Le troisième point de divergence, le plus fondamental, concerne le respect des bases du contrat social, soins de santé, sécurité personnelle, développement du capital humain. Alors que les Danois attribuent régulièrement des notes élevées à leur gouvernement pour ces services, le système suédois semble se dégrader.

L’érosion rapide de la qualité des soins de santé suédois, conjuguée à l’explosion de la violence des gangs, a incité une partie croissante de la population à souscrire une assurance maladie privée et à opter pour des solutions de sécurité, comme les communautés fermées. Enfin, une crise profonde du système éducatif national suscite des doutes quant à l’avenir du pays et sa place parmi les leaders de l’économie mondiale de la connaissance.

Scénarios

Deux scénarios pour l’État-providence sont susceptibles de se développer en parallèle. Le Danemark envisage un avenir marqué par la cohésion et la stabilité sociales, des taux de croissance économique élevés et une forte valorisation du capital humain, le tout associé à de faibles taux de criminalité et à des problèmes d’intégration minimes. Pour la Suède ce serait plutôt l’inverse.

Les rigidités profondément ancrées dans le marché suédois du travail et du logement rendent plus difficile la gestion d’un grand nombre de nouveaux arrivants, souvent attirés par la promesse de prestations sociales instantanées. Ceux qui ne parviennent pas à s’intégrer deviennent des proies faciles pour le crime organisé, qui submerge alors les forces de l’ordre, ce qui renforce le sentiment d’abandon de l’État.

La Suède est maintenant loin derrière ses voisins nordiques. Phénomène d’autant plus frappant que le pays avait une longueur d’avance sur le plan économique et dans la mise en place de son système de protection sociale. Car elle avait, tout d’abord, récolté les bénéfices de sa participation à la Seconde Guerre mondiale. Ensuite, elle avait bénéficié de la reconstruction européenne d’après-guerre, qui a généré une demande massive pour ses industries de base.
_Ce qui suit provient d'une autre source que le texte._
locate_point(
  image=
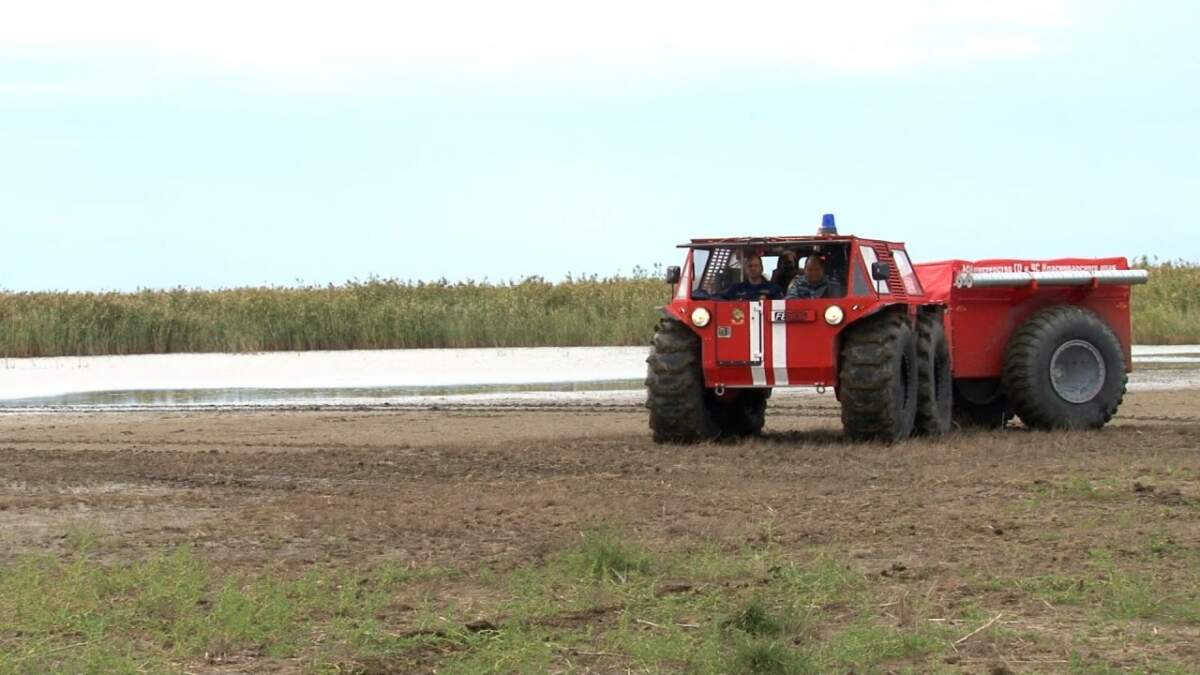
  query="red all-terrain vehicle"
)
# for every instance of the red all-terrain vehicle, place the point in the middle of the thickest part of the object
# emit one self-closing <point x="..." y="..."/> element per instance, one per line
<point x="907" y="348"/>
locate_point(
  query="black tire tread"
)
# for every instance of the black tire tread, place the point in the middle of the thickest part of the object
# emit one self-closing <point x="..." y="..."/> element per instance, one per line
<point x="1026" y="394"/>
<point x="934" y="412"/>
<point x="865" y="381"/>
<point x="675" y="387"/>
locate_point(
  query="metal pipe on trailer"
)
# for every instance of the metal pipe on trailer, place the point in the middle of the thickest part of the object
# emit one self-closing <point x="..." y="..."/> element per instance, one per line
<point x="1055" y="278"/>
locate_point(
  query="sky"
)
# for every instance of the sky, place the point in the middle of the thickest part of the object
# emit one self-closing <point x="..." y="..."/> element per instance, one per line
<point x="149" y="144"/>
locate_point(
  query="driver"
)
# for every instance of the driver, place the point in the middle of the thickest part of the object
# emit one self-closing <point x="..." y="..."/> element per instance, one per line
<point x="814" y="284"/>
<point x="756" y="286"/>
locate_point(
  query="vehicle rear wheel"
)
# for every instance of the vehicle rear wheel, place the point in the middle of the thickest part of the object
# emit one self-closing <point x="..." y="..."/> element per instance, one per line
<point x="877" y="382"/>
<point x="1065" y="369"/>
<point x="681" y="407"/>
<point x="934" y="384"/>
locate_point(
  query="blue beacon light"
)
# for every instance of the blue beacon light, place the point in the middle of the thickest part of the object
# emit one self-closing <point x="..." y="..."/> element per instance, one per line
<point x="828" y="227"/>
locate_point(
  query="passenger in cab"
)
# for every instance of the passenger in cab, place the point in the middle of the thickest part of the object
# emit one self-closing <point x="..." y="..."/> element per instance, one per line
<point x="785" y="269"/>
<point x="755" y="286"/>
<point x="814" y="282"/>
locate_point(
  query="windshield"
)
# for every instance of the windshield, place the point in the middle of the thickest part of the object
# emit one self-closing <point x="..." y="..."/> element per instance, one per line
<point x="807" y="270"/>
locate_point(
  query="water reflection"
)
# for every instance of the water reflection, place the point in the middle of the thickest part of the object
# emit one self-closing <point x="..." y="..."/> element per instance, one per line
<point x="292" y="396"/>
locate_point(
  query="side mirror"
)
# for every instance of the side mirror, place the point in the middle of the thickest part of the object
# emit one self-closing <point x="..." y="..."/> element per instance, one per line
<point x="881" y="272"/>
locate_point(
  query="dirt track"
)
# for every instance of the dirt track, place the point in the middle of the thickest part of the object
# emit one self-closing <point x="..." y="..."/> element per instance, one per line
<point x="465" y="488"/>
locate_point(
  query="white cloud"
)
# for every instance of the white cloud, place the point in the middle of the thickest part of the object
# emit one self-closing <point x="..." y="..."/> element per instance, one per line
<point x="305" y="37"/>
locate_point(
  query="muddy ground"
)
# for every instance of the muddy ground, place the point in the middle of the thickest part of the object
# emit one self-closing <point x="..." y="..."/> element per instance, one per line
<point x="502" y="488"/>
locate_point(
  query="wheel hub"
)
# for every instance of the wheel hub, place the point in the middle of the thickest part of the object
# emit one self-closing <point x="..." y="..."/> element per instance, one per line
<point x="1077" y="371"/>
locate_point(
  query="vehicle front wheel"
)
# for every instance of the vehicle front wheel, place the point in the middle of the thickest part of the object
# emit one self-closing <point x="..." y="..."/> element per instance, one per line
<point x="681" y="407"/>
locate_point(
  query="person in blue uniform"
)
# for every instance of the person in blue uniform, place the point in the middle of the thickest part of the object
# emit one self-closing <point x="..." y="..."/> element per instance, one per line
<point x="814" y="282"/>
<point x="756" y="286"/>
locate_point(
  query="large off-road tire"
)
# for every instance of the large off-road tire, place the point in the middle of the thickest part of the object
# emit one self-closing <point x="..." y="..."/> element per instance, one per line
<point x="934" y="381"/>
<point x="745" y="414"/>
<point x="681" y="407"/>
<point x="877" y="381"/>
<point x="981" y="404"/>
<point x="1065" y="369"/>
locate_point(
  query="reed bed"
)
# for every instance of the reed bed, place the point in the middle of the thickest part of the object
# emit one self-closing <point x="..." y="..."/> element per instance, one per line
<point x="1167" y="310"/>
<point x="361" y="315"/>
<point x="382" y="314"/>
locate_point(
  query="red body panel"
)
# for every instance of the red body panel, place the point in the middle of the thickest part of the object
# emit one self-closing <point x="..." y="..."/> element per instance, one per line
<point x="789" y="342"/>
<point x="981" y="321"/>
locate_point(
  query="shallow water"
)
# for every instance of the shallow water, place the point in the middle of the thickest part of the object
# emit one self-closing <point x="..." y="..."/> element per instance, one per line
<point x="391" y="377"/>
<point x="315" y="396"/>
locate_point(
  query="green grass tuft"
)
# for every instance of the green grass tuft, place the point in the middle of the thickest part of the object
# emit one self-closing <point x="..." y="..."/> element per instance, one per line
<point x="605" y="555"/>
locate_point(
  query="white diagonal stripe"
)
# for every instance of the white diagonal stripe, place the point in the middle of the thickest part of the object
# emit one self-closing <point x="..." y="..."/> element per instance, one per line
<point x="779" y="344"/>
<point x="757" y="372"/>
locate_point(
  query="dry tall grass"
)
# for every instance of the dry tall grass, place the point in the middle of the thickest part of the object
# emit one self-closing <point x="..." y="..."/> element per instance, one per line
<point x="389" y="314"/>
<point x="371" y="315"/>
<point x="1167" y="310"/>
Cette situation met en évidence le lien fondamental qui doit exister entre l’État-providence et l’État-nation. Les gouvernements danois successifs ont démontré que l’État providence national peut être réformé et adapté pour prospérer dans des conditions de mondialisation et de grande mobilité.En revanche, les gouvernements suédois ont opté pour une aide sociale transnationale. Ce choix leur a valu de bénéficier de l’éclat chaleureux qui accompagne l’autoproclamation d’une « superpuissance morale », mais il constitue une menace pour le pays. Avec un système dysfonctionnel, les Suédois auront de plus en plus de mal à augmenter les impôts pour financer l’aide sociale.